Meta Platforms, the owner of Facebook, is gearing up to introduce a new iteration of its custom chip into its data centers this year. This move is part of their strategy to bolster their efforts in artificial intelligence (AI), as revealed in an internal company document seen by Reuters on Thursday.

The chip, which is the second generation of Meta’s in-house silicon line announced last year, might play a key role in lessening Meta’s reliance on Nvidia chips, which currently dominate the market. This move aims to tackle the soaring costs linked to running AI workloads as Meta races to roll out AI products.

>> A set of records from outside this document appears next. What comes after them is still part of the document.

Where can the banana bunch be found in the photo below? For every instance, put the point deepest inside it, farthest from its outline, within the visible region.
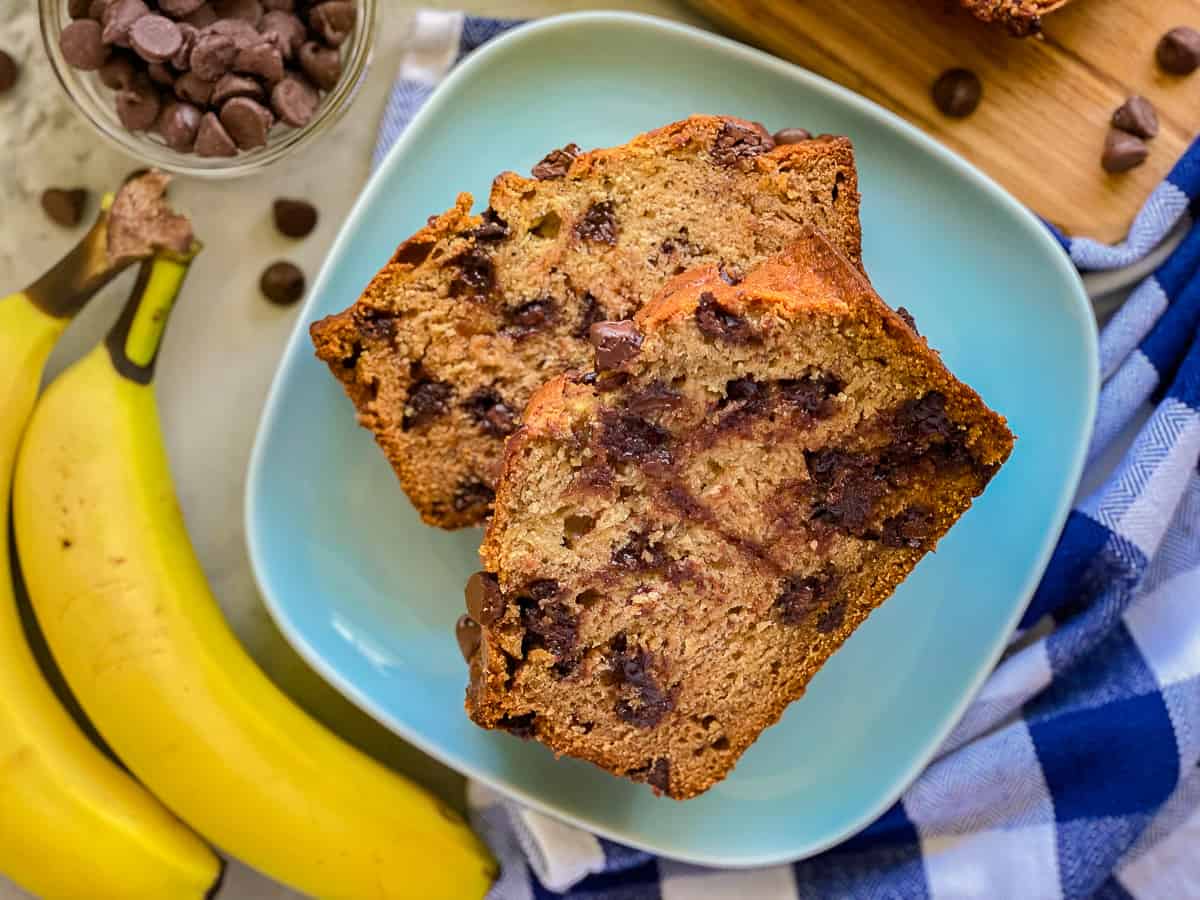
(133, 627)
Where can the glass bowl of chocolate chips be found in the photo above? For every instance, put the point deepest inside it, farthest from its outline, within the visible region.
(210, 88)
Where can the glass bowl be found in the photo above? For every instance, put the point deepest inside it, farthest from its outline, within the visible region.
(96, 102)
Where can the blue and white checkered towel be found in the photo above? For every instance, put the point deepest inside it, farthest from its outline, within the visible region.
(1074, 773)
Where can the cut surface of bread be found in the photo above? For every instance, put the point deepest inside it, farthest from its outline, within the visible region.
(1020, 17)
(684, 535)
(473, 313)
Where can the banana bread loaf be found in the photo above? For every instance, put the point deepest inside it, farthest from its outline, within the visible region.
(684, 535)
(473, 313)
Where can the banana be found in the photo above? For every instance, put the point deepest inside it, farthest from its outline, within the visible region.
(142, 642)
(72, 823)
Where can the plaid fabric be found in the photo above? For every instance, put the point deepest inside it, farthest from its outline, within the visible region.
(1074, 773)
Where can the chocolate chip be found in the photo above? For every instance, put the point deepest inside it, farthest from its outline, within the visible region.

The largest social media company globally has been hustling to ramp up its computing capacity to support the energy-intensive generative AI products integrated into platforms like Facebook, Instagram, and WhatsApp, as well as hardware devices like its Ray-Ban smartglasses. This effort has involved spending billions of dollars to accumulate specialized chips and reconfigure data centers accordingly.

Given Meta’s massive scale, effectively implementing its own chip has the potential to cut annual energy costs by hundreds of millions of dollars and save billions in chip procurement expenses, as pointed out by Dylan Patel, the founder of the silicon research group SemiAnalysis.

The investment in chips, infrastructure, and energy to sustain AI applications has turned into a significant financial drain for tech companies. This, to some extent, is counteracting the gains achieved during the initial wave of enthusiasm surrounding the technology.

A spokesperson from Meta verified the intention to start producing the upgraded chip in 2024. They mentioned that it would collaborate with the hundreds of thousands of off-the-shelf graphics processing units (GPUs), which are the preferred chips for AI, that the company is purchasing.

Last month, Meta CEO Mark Zuckerberg revealed that the company aims to acquire around 350,000 flagship “H100” processors from Nvidia, the top producer of highly sought-after GPUs for AI, by the end of the year. Alongside contributions from other suppliers, Meta plans to amass a total compute capacity equivalent to 600,000 H100s, as stated by Zuckerberg.

Integrating its own chip into this strategy marks a positive shift for Meta’s in-house AI silicon project. This follows a decision made by executives in 2022 to abandon the initial version of the chip. Instead, the company chose to invest billions of dollars in Nvidia’s GPUs, which dominate the market for an AI process called training. Training involves feeding vast datasets into models to instruct them on how to carry out tasks.

The fresh chip, internally dubbed “Artemis,” just like its forerunner, is limited to a process known as inference. In this phase, the models are summoned to utilize their algorithms for making ranking decisions and generating responses to user queries.